O Projeto Ar, Água e Terra, desenvolvido pelo IECAM (Instituto de Estudos Culturais e Ambientais), ajuda a manter esse conhecimento vivo em onze aldeias Guarani do Rio Grande do Sul, onde o artesanato continua sendo uma das principais formas de transmitir modos de viver, produzir e cuidar da floresta.
Além de manterem vivas as tradições por meio de sua expressão artística, o artesanato representa uma fonte de renda para as comunidades e estabelece um elo entre os saberes dos povos originários e a sociedade. Tradição que deve ser ressaltada quando se comemora o Dia Internacional dos Povos Indígenas, celebrado mundialmente em 9 de agosto.
Produzir uma cesta começa muito antes do trançado. É preciso conhecer a época correta para coletar cada fibra, preparar o material e dominar técnicas transmitidas entre mães, avós e crianças. Antes da retirada das plantas, a tradição prevê um pedido de permissão aos espíritos da floresta, reconhecendo que os recursos naturais não pertencem às pessoas, mas fazem parte de uma relação sagrada e de reciprocidade que precisa ser respeitada.
O mesmo acontece com as esculturas em madeira, produzidas pelos homens da aldeia. O jacaré simboliza o amor e a paz. O tucano representa o desejo de viver livre. O tamanduá traduz a busca pela tranquilidade. As esculturas carregam um ensinamento, e transmitem o respeito pela fauna e conexão espiritual na cultura Guarani.
O artesanato Guarani também acompanha cerimônias e momentos da vida cotidiana. Colares, pulseiras, cachimbos e instrumentos musicais ajudam a preservar formas de expressão e de proteção dos Guarani.
Gestão sustentável
A relação de respeito com a floresta também pode ser dimensionada ou quantificada quando se trata de um projeto que tem como objetivo central a gestão sustentável dos territórios e a restauração e reconvenção ambiental, valorizando os saberes tradicionais.
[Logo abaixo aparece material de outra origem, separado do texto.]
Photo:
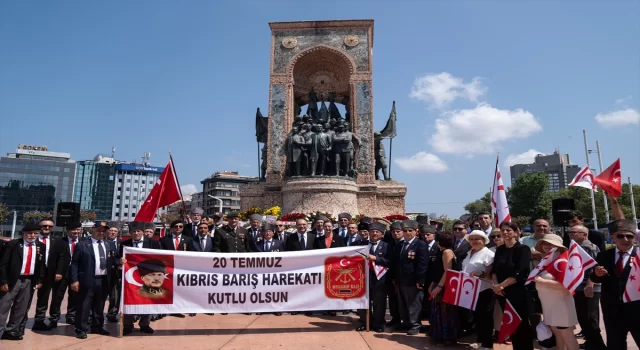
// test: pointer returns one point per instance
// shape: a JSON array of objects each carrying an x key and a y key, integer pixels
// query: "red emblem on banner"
[
  {"x": 344, "y": 277},
  {"x": 148, "y": 279}
]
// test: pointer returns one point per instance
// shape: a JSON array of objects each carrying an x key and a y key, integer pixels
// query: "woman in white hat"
[
  {"x": 558, "y": 307},
  {"x": 478, "y": 263}
]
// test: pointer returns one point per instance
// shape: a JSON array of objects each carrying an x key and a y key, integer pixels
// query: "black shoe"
[
  {"x": 100, "y": 331},
  {"x": 40, "y": 326},
  {"x": 146, "y": 329},
  {"x": 81, "y": 335},
  {"x": 11, "y": 336}
]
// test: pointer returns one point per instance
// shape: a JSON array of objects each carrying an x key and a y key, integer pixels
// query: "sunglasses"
[{"x": 621, "y": 236}]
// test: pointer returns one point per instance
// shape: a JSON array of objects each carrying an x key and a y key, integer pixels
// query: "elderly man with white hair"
[{"x": 587, "y": 295}]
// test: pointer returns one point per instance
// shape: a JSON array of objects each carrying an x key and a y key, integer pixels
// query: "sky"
[{"x": 470, "y": 79}]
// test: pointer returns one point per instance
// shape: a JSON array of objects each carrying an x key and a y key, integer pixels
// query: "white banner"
[{"x": 164, "y": 282}]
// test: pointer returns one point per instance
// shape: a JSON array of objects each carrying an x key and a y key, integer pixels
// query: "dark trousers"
[
  {"x": 91, "y": 298},
  {"x": 410, "y": 306},
  {"x": 588, "y": 312},
  {"x": 619, "y": 320},
  {"x": 377, "y": 307},
  {"x": 483, "y": 318},
  {"x": 522, "y": 339},
  {"x": 114, "y": 298},
  {"x": 58, "y": 292},
  {"x": 393, "y": 302}
]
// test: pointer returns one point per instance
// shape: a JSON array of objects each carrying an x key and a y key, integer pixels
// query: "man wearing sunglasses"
[{"x": 613, "y": 271}]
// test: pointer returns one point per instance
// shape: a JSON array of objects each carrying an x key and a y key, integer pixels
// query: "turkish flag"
[
  {"x": 166, "y": 191},
  {"x": 510, "y": 322},
  {"x": 632, "y": 288},
  {"x": 461, "y": 289},
  {"x": 610, "y": 180}
]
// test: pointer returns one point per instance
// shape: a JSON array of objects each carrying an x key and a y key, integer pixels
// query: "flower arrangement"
[
  {"x": 396, "y": 217},
  {"x": 274, "y": 211}
]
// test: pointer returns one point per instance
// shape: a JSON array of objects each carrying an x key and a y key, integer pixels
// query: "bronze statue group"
[{"x": 417, "y": 255}]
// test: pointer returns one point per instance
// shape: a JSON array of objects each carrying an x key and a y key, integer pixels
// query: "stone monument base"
[{"x": 333, "y": 195}]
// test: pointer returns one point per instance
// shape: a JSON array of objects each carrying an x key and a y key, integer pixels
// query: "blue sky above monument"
[{"x": 469, "y": 78}]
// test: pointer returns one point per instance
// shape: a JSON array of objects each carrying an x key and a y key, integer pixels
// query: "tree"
[
  {"x": 4, "y": 212},
  {"x": 529, "y": 196},
  {"x": 36, "y": 216},
  {"x": 480, "y": 205}
]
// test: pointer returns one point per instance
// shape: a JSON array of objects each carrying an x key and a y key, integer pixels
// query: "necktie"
[
  {"x": 27, "y": 266},
  {"x": 103, "y": 256},
  {"x": 620, "y": 263}
]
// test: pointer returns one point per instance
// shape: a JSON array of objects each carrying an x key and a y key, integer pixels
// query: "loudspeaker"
[
  {"x": 561, "y": 207},
  {"x": 67, "y": 213}
]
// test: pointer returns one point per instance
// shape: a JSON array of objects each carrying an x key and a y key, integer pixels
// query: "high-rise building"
[
  {"x": 223, "y": 185},
  {"x": 555, "y": 165},
  {"x": 35, "y": 179},
  {"x": 113, "y": 189}
]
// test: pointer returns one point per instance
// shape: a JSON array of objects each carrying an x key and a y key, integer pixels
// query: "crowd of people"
[{"x": 416, "y": 253}]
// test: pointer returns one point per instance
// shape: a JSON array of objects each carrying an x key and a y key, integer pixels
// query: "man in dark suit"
[
  {"x": 21, "y": 271},
  {"x": 63, "y": 251},
  {"x": 614, "y": 267},
  {"x": 113, "y": 235},
  {"x": 301, "y": 239},
  {"x": 231, "y": 238},
  {"x": 392, "y": 289},
  {"x": 93, "y": 267},
  {"x": 42, "y": 300},
  {"x": 136, "y": 230},
  {"x": 379, "y": 254},
  {"x": 178, "y": 242},
  {"x": 411, "y": 274},
  {"x": 343, "y": 221},
  {"x": 352, "y": 235},
  {"x": 596, "y": 237},
  {"x": 202, "y": 242}
]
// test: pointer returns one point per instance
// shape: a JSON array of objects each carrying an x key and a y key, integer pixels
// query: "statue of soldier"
[
  {"x": 380, "y": 155},
  {"x": 263, "y": 167},
  {"x": 343, "y": 146}
]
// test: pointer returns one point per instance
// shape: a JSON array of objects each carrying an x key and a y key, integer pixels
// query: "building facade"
[
  {"x": 225, "y": 186},
  {"x": 555, "y": 165},
  {"x": 34, "y": 179}
]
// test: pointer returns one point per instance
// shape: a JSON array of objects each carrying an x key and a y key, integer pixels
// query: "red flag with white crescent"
[
  {"x": 610, "y": 180},
  {"x": 166, "y": 191},
  {"x": 510, "y": 322}
]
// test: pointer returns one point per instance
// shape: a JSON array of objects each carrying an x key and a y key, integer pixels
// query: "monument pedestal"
[{"x": 332, "y": 195}]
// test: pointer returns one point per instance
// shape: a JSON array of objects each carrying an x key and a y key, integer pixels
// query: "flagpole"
[
  {"x": 633, "y": 204},
  {"x": 175, "y": 174},
  {"x": 606, "y": 203},
  {"x": 593, "y": 198}
]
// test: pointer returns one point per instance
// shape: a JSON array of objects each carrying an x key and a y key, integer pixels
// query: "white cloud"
[
  {"x": 523, "y": 158},
  {"x": 422, "y": 162},
  {"x": 482, "y": 129},
  {"x": 439, "y": 90},
  {"x": 188, "y": 189},
  {"x": 618, "y": 118}
]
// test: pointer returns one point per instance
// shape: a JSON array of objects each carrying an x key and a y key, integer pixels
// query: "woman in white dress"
[
  {"x": 478, "y": 263},
  {"x": 558, "y": 307}
]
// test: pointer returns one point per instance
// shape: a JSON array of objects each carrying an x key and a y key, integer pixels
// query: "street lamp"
[{"x": 219, "y": 200}]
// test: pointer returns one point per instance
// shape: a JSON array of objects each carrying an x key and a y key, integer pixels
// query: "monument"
[{"x": 313, "y": 157}]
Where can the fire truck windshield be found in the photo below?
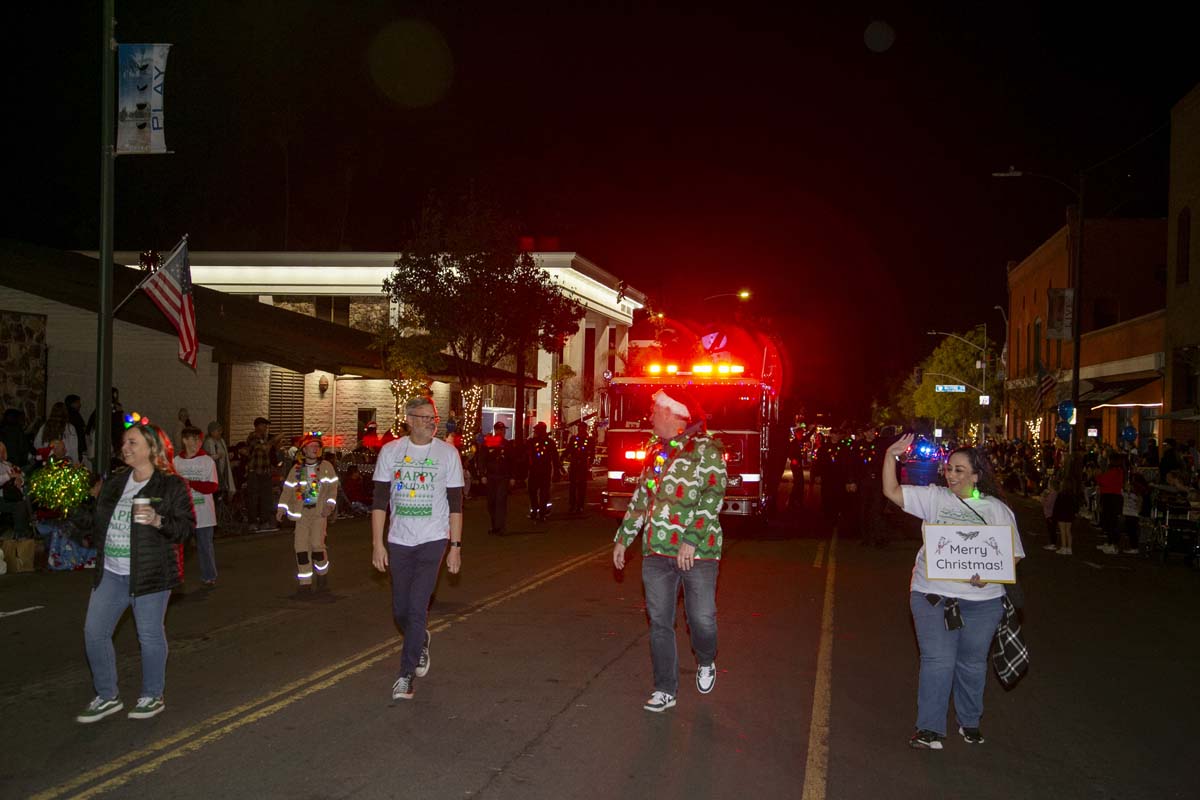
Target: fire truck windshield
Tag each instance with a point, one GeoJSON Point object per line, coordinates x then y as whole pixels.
{"type": "Point", "coordinates": [729, 407]}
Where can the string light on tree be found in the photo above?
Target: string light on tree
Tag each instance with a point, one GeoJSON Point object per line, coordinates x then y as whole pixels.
{"type": "Point", "coordinates": [472, 401]}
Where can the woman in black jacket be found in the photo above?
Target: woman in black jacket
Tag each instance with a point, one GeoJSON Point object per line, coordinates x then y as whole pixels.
{"type": "Point", "coordinates": [138, 524]}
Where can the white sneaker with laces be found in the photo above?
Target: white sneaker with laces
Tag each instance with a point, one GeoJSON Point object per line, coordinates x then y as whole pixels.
{"type": "Point", "coordinates": [659, 702]}
{"type": "Point", "coordinates": [402, 690]}
{"type": "Point", "coordinates": [423, 665]}
{"type": "Point", "coordinates": [706, 678]}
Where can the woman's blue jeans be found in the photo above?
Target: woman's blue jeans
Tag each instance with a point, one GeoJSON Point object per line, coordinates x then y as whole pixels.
{"type": "Point", "coordinates": [105, 611]}
{"type": "Point", "coordinates": [953, 660]}
{"type": "Point", "coordinates": [660, 579]}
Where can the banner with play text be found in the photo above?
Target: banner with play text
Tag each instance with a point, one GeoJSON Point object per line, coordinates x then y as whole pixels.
{"type": "Point", "coordinates": [141, 73]}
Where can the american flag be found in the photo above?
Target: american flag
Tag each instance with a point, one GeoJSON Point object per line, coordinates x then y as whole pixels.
{"type": "Point", "coordinates": [1045, 386]}
{"type": "Point", "coordinates": [171, 288]}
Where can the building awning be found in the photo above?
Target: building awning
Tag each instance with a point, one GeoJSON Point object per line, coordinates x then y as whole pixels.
{"type": "Point", "coordinates": [237, 328]}
{"type": "Point", "coordinates": [1105, 392]}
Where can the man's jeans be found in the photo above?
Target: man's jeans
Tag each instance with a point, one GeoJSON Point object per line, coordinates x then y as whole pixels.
{"type": "Point", "coordinates": [207, 554]}
{"type": "Point", "coordinates": [105, 611]}
{"type": "Point", "coordinates": [414, 573]}
{"type": "Point", "coordinates": [660, 579]}
{"type": "Point", "coordinates": [953, 660]}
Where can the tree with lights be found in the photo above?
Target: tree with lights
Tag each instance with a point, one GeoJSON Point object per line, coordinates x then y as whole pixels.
{"type": "Point", "coordinates": [462, 281]}
{"type": "Point", "coordinates": [954, 362]}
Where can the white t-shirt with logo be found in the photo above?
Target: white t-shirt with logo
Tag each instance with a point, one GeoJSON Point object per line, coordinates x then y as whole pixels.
{"type": "Point", "coordinates": [201, 468]}
{"type": "Point", "coordinates": [939, 505]}
{"type": "Point", "coordinates": [117, 540]}
{"type": "Point", "coordinates": [419, 476]}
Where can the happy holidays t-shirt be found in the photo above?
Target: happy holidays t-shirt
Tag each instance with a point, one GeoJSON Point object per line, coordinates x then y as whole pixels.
{"type": "Point", "coordinates": [117, 539]}
{"type": "Point", "coordinates": [419, 476]}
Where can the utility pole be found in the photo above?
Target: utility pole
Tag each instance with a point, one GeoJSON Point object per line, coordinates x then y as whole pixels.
{"type": "Point", "coordinates": [105, 301]}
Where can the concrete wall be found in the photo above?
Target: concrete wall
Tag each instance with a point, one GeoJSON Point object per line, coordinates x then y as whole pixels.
{"type": "Point", "coordinates": [145, 366]}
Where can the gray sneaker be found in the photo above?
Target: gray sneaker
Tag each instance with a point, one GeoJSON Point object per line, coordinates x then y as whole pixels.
{"type": "Point", "coordinates": [423, 666]}
{"type": "Point", "coordinates": [147, 708]}
{"type": "Point", "coordinates": [99, 709]}
{"type": "Point", "coordinates": [706, 678]}
{"type": "Point", "coordinates": [402, 690]}
{"type": "Point", "coordinates": [659, 702]}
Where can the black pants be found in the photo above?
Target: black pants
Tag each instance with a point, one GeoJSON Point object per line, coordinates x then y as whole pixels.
{"type": "Point", "coordinates": [261, 505]}
{"type": "Point", "coordinates": [579, 488]}
{"type": "Point", "coordinates": [1110, 516]}
{"type": "Point", "coordinates": [871, 523]}
{"type": "Point", "coordinates": [498, 503]}
{"type": "Point", "coordinates": [539, 494]}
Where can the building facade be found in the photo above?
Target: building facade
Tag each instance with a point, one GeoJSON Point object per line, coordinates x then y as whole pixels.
{"type": "Point", "coordinates": [1182, 372]}
{"type": "Point", "coordinates": [1123, 331]}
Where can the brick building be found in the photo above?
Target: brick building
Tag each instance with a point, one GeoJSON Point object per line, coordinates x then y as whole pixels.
{"type": "Point", "coordinates": [1182, 368]}
{"type": "Point", "coordinates": [1122, 322]}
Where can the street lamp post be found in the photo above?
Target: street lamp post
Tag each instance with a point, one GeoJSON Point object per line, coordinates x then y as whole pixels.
{"type": "Point", "coordinates": [983, 362]}
{"type": "Point", "coordinates": [1077, 277]}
Nas comunidades participantes do Projeto Ar, Água e Terra, as áreas em recuperação ambiental triplicaram e hoje ultrapassam 30 hectares. As áreas destinadas à reconversão produtiva passaram de cinco para 26 hectares, enquanto mais de 60 mil mudas nativas foram plantadas e os viveiros comunitários produziram 30 mil.
O resultado aparece também na conservação de mais de 90% das áreas onde o projeto atua, contribuindo para proteger áreas estratégicas dos biomas Pampa e Mata Atlântica e para a captura de mais de 30 mil toneladas de dióxido de carbono (CO₂).
Além da recuperação ambiental, o Projeto Ar, Água e Terra promove intercâmbios entre as aldeias para ampliar a circulação de técnicas artesanais, sementes e conhecimentos tradicionais. O futuro também se constrói quando um povo aprende com seu passado.